Moreover, feminist messaging on “gender-based violence” — which portrays women as the victims and men as the perpetrators — was born out of a myth still believed today, says researcher Dr. Malcom George.
In 1976 Del Martin wrote the feminist treatise Battered Wives which helped spark the narrative that a looming “patriarchy” has historically allowed men to batter their wives. As proof, Martin wrote about the “Rule of Thumb,” a law from Victorian England which supposedly allowed men to beat their wives with instruments no wider than their thumbs.
Women’s studies textbooks, science journals, legal journals, and media articles began citing “Rule of Thumb.” In 1982, it was featured in the title of a report to the United States Commission on Civil Rights.
But there was never any such law, says George, who traced English common law and found that it had no origin:
[E]ach writer relied for his evidence of the law's existence on some previous author, who had also made the same supposition about the law's existence ‘some long time before.’ Nowhere could any such real law be found, nor could it shown [sic] to have developed as common law. Indeed many instances were found showing that women enjoyed some protection under the law against violence by their husbands and that wife beating was seen by many as unacceptable and unmasculine.

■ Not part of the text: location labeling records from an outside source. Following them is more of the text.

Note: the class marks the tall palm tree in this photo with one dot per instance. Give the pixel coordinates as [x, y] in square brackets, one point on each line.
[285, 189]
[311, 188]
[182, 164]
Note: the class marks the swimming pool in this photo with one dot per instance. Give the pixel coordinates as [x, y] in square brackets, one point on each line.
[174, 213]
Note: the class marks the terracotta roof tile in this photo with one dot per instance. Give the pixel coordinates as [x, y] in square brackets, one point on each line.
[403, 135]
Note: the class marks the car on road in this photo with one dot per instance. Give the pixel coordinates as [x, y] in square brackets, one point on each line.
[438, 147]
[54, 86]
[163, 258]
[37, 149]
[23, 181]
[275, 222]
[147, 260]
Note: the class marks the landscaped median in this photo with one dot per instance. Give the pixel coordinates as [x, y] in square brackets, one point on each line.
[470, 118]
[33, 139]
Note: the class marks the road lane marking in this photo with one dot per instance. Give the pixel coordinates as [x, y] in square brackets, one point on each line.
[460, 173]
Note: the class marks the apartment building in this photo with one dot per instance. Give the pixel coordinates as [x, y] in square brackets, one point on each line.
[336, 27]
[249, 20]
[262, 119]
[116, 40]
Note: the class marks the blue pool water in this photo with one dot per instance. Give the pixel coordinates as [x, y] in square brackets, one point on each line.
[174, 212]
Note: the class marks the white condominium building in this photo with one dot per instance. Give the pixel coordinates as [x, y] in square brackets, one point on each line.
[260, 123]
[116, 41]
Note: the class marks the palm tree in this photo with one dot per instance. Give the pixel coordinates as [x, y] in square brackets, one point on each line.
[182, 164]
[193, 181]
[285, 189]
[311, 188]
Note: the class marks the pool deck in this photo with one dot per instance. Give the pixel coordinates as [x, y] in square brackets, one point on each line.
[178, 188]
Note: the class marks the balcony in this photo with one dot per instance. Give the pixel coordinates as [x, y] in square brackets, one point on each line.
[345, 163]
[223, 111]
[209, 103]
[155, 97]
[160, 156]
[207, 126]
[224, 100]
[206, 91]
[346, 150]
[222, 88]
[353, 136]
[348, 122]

Several legal precedents from the 1600s show that women who were beaten by their husbands in fact found protection from the courts. In 1674, for example, the wife of Lord Liegh prosecuted her husband for beating her and won a judgment against him for £200 per year in alimony, the modern equivalent of about $47,000 a year.
Similarly, in America, men who beat their wives were despised, even if not legally prosecuted. By the 19th century wife beaters were subjected to formal or informal justice, which included public beatings.
But by the 1980s, the “patriarchy” myth had already taken hold.
“Propaganda about the ‘Rule of Thumb’ myth was so powerful that it . . . provided a sense of outrage that would be a driving force in the advancement of ideological feminism,” wrote George.
Nevertheless, researchers who tried to present other data were subjected to abuse and humiliation:
[I]ntimidation and abuse would be heaped on academics who dared expose male victimisation and female violence, for it is the public exposure of male victimisation that is the real ‘crime’ that potential[ly] undermines patriarchy.